Independent publishing · work-in-progress

My New Online Fiction Serial

Last year, I wrote on here about the importance of the second novel, because I’d heard that the best thing you can do to support the book you’ve written is to produce another one. Critical mass really helps create a presence in readers’ if not retailers’ minds.

So, I duly set about starting another novel that was unconnected to Ready to Love but which I hoped would be enjoyed by its readers (and win new readers, too). At the end of the year, I hadn’t amassed a lot of pages but wasn’t overly concerned.

(This blog is very useful to committing to resolutions as well as remember intentions.)

I’ve now decided that the new book needs to be more than a ‘second novel’ (for which read: ‘another novel’) so it’s gone on the backburner.

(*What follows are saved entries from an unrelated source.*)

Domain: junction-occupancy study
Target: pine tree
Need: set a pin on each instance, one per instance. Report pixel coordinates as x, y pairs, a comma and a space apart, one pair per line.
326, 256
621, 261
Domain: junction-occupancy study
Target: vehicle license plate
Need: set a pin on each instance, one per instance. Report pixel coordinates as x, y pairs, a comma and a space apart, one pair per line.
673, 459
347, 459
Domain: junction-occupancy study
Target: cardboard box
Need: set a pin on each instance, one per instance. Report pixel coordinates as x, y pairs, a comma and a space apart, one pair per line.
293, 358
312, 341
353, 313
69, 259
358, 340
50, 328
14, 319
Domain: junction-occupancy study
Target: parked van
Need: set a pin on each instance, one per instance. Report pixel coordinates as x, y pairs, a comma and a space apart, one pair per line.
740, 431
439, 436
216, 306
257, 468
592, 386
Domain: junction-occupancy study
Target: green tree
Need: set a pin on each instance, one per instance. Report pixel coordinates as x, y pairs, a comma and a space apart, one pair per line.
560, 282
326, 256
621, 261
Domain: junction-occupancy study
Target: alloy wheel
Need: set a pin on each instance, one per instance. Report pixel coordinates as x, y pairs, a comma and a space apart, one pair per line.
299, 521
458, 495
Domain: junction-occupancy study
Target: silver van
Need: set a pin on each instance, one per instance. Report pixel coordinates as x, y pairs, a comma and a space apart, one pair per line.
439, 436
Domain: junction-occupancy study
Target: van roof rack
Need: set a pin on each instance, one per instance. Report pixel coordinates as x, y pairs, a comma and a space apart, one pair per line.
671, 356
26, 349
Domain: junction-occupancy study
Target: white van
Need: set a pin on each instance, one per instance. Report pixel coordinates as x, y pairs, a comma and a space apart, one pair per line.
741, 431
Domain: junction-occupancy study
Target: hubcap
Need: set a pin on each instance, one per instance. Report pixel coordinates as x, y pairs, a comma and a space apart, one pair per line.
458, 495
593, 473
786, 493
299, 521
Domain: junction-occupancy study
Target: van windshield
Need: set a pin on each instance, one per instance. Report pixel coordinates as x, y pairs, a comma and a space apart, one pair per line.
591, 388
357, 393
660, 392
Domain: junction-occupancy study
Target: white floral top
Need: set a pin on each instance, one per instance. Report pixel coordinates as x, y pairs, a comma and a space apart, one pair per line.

I’d also begun thinking about other kinds of writing. In my scrapbook of author interviews, culled from years of combing weekend papers for insights into how other writers operate, I inspired by Armistead Maupin’s account of how his Tales of the City sequence began life in newspaper columns, which he then cut out and pieced together into a narrative. The idea of making a book in that way resonated with me.

tales-stitch-partial

I’d also read my friend Will Eaves’ latest books, The Absent Therapist and The Inevitable Giftshop. Both comprise short pieces – some fiction, some memoir – as well as poems. You can dip in and out of them but they succeed as whole works. (They’re published by CB Editions, which you can visit here.)

I’d also been following Roddy Doyle’s Facebook episodes, set in real time, in which two men discuss the week’s events over a drink in a pub, which were then collected into two slim volumes, Two Pints and Two More Pints.

Alongside this, I’d been exploring the world of social media and blogs – not just my own – and really thinking about world lengths and form. I began experimenting with 1,000 words and found I really enjoyed the length. It felt natural to me.

So I began wondering about writing my own serial, for readers of Ready to Love. I pitched it to the Nina at the online magazine Londnr whom I met last summer one of their terrific writers’ events. We talked about the possibilities, I made a pitch, we discussed it, and I started writing and we edited them. And here we are, launching today, with the first of four pieces which introduce my main characters. From next Monday, there will be a weekly piece which will chronicle their lives as well as the life of London, their city and mine, around them.

Some elements I’m planning but others will fall into my lap – I hope – because I’ll be writing on the hoof, just a few days before publication. I don’t know how long the series will last or where it will go, but I’m really looking forward to writing it. And I hope also to reassemble the pieces and put them together again to make something new all over again. That seems like a good way to be writing in 2017.